Awesome in this case both dwebp and cwebp link against libwebp.so so we can be confident that any performance improvements will be applicable to all packages in the repository linking against libwebp.

Let's grab a couple of .webp files from here to test with. We'll just use the largest image size available in this case to reduce noise as much as possible when running benchmarks as well as allow any potential optimizations to stretch their legs a little more.

Now having done the prep work, lets actually benchmark the damn thing using hyperfine for the time being.

$ hyperfine "dwebp ~/3.webp -o /dev/null"
Benchmark 1: dwebp ~/3.webp -o /dev/null
  Time (mean ± σ):     202.2 ms ±   0.3 ms    [User: 198.9 ms, System: 3.0 ms]
  Range (min … max):   201.8 ms … 202.7 ms    14 runs
$ hyperfine "cwebp ~/PNG_Test.png -o /dev/null"
Benchmark 1: cwebp ~/PNG_Test.png -o /dev/null
  Time (mean ± σ):      1.423 s ±  0.009 s    [User: 1.346 s, System: 0.076 s]
  Range (min … max):    1.410 s …  1.435 s    10 runs

There, we have our a basic baseline for encode and decode performance.

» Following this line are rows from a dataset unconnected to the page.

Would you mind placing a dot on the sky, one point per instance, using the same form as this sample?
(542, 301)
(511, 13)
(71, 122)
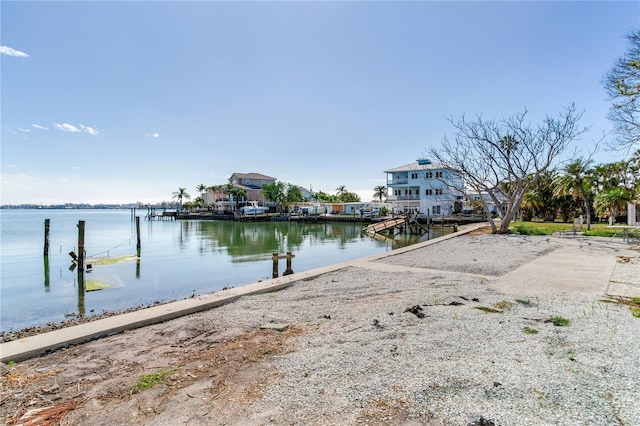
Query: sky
(124, 102)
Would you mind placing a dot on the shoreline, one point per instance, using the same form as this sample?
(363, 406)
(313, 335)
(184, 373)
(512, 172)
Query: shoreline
(417, 337)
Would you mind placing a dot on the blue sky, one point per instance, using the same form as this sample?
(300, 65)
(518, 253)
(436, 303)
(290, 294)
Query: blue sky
(127, 101)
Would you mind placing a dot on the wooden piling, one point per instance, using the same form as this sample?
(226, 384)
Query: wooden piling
(81, 245)
(288, 271)
(138, 245)
(46, 272)
(46, 237)
(274, 257)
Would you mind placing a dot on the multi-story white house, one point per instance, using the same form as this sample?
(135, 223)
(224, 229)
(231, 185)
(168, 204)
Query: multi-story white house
(424, 187)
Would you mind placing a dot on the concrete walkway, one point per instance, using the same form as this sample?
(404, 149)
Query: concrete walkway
(581, 264)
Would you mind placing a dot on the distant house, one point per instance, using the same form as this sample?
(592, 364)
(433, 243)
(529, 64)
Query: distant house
(424, 187)
(306, 194)
(252, 183)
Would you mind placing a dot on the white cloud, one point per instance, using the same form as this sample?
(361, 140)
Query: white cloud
(6, 50)
(89, 130)
(66, 127)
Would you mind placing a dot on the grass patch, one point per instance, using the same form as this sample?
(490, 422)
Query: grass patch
(147, 381)
(632, 302)
(549, 228)
(559, 321)
(503, 305)
(487, 310)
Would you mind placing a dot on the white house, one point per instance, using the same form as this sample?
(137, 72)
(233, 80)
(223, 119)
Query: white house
(424, 187)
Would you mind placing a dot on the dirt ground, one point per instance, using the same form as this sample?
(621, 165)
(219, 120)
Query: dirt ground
(206, 373)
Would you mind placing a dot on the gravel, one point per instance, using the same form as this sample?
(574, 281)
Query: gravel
(411, 346)
(435, 335)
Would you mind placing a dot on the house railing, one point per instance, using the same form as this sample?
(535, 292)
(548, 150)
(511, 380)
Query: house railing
(403, 198)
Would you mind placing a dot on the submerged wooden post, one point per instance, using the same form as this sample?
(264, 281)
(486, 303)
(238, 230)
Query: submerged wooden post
(81, 245)
(288, 271)
(46, 272)
(138, 236)
(46, 237)
(274, 257)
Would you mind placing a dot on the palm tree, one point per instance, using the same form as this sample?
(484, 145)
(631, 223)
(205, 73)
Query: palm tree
(181, 194)
(575, 181)
(379, 192)
(611, 201)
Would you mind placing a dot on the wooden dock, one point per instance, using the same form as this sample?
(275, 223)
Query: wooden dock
(389, 224)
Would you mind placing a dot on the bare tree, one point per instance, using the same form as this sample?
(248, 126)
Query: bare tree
(501, 159)
(622, 84)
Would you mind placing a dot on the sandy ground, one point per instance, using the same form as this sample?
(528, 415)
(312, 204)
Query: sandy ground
(456, 333)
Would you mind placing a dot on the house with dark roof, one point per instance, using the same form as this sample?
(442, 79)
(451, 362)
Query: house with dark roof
(424, 187)
(252, 183)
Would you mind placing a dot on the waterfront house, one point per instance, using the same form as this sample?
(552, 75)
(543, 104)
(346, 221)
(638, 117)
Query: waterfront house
(425, 188)
(252, 184)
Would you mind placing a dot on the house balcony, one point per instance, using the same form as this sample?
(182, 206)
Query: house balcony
(404, 198)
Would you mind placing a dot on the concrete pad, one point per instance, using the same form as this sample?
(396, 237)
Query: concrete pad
(579, 265)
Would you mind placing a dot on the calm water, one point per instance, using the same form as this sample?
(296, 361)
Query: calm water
(179, 259)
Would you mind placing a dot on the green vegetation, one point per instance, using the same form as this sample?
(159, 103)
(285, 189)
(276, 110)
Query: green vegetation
(94, 285)
(487, 310)
(549, 228)
(147, 381)
(559, 321)
(503, 304)
(632, 302)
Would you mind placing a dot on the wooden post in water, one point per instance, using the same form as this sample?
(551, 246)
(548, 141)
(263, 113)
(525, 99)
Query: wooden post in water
(274, 257)
(288, 271)
(46, 237)
(81, 245)
(46, 272)
(138, 246)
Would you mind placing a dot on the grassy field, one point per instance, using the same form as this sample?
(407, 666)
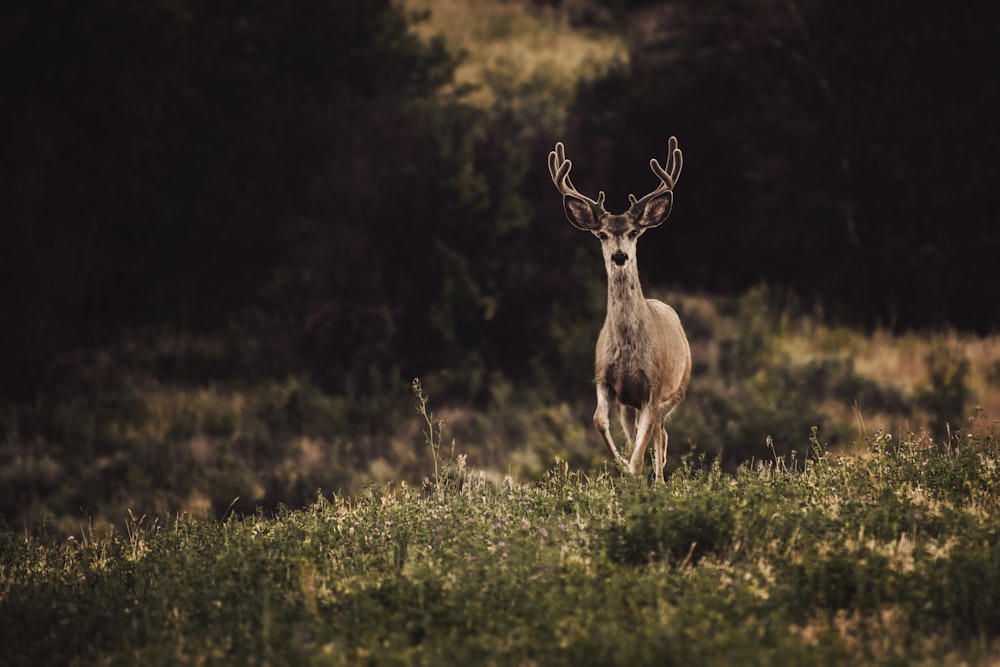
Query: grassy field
(886, 554)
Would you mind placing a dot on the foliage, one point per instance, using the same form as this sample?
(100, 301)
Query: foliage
(812, 132)
(886, 555)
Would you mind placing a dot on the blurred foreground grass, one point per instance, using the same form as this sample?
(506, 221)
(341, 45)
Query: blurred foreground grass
(888, 555)
(146, 435)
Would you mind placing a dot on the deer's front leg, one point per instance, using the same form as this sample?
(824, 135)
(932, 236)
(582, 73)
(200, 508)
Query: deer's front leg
(643, 434)
(602, 421)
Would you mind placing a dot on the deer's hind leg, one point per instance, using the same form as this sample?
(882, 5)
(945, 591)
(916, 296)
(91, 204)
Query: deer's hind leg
(659, 454)
(628, 417)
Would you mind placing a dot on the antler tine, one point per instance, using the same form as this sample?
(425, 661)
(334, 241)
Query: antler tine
(668, 175)
(559, 168)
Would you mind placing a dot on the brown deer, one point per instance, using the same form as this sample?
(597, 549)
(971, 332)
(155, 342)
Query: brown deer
(643, 360)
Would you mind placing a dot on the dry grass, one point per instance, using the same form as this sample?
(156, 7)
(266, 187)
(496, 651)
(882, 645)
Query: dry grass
(518, 55)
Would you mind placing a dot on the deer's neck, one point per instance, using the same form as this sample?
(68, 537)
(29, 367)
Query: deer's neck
(627, 309)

We mostly care about decode performance here but improved encoding performance would also not go amiss.

Let's Start Obvious

Let's start basic, enabling the speed optimization which basically builds with -O3 instead of -O2 as well as any other flags that are deemed to be worthy to be part of the speed group. As well as, the lto optimization which builds with link time optimization allowing for inter-procedural optimizations to take place.

optimize:
    - speed
    - lto

Moment of truth...

$ hyperfine "dwebp ~/3.webp -o /dev/null"
Benchmark 1: dwebp ~/3.webp -o /dev/null
  Time (mean ± σ):     200.0 ms ±   1.5 ms    [User: 197.3 ms, System: 2.5 ms]
  Range (min … max):   198.1 ms … 203.2 ms    15 runs
$ hyperfine "cwebp ~/PNG_Test.png -o /dev/null"
Benchmark 1: cwebp ~/PNG_Test.png -o /dev/null
  Time (mean ± σ):      1.353 s ±  0.012 s    [User: 1.281 s, System: 0.071 s]
  Range (min … max):    1.336 s …  1.369 s    10 runs

Well okay, we got a very minor uplift in decoding performance and a slightly higher improvement in encoding performance, but nothing too much to write home about. Luckily we have several more optimizations to explore...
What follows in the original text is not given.